Today
- Inference on the coefficients
- F-tests
Inference on the coefficients
With the addition of the Normality assumption,
\[ \frac{\hat{\beta_0} - \beta_0}{\sqrt{\VarH{\hat{\beta_0}}}} \sim t_{n-2} \quad \text{and} \quad \frac{\hat{\beta_1} - \beta_1}{\sqrt{\VarH{\hat{\beta_1}}}} \sim t_{n-2} \] where \(\VarH{.}\) is the variance of the estimate with \(\hat{\sigma}\) plugged in for \(\sigma\).
Leads to confidence intervals and hypothesis tests of the individual coefficients.
Also under Normality the least squares estimates of slope and intercept are the maximum likelihood estimates.
Weightlifting birds
Recall the model: \[ \text{Mass}_i = \beta_0 + \beta_1 \text{Tcell}_i + \epsilon_i, \quad i = 1, \ldots, 21 \]

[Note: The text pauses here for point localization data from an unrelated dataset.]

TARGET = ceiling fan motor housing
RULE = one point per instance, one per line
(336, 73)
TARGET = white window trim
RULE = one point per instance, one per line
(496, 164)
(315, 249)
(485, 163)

\(\hat{\beta_1}\) = 10.165
\(\VarH{\hat{\beta_1}} = 3.296^2\)
What’s the t-statistic for testing the null hypothesis \(H_0: \beta_1 = 0\)?
summary(slr)
#>
#> Call:
#> lm(formula = Mass ~ Tcell, data = ex0727)
#>
#> Residuals:
#> Min 1Q Median 3Q Max
#> -3.1429 -0.7327 0.3448 0.7472 3.2736
#>
#> Coefficients:
#> Estimate Std. Error t value Pr(>|t|)
#> (Intercept) 3.911 1.112 3.517 0.00230 **
#> Tcell 10.165 3.296 3.084 0.00611 **
#> ---
#> Signif. codes: 0 '***' 0.001 '**' 0.01 '*' 0.05 '.' 0.1 ' ' 1
#>
#> Residual standard error: 1.426 on 19 degrees of freedom
#> Multiple R-squared: 0.3336, Adjusted R-squared: 0.2986
#> F-statistic: 9.513 on 1 and 19 DF, p-value: 0.006105
Prediction
Consider some new observation with explanatory value \(x_0\). The true response is, \[ y_0 = \beta_0 + \beta_1 x_0 + \epsilon \] with expected value \[ \E{y_0} = \beta_0 + \beta_1 x_0 \]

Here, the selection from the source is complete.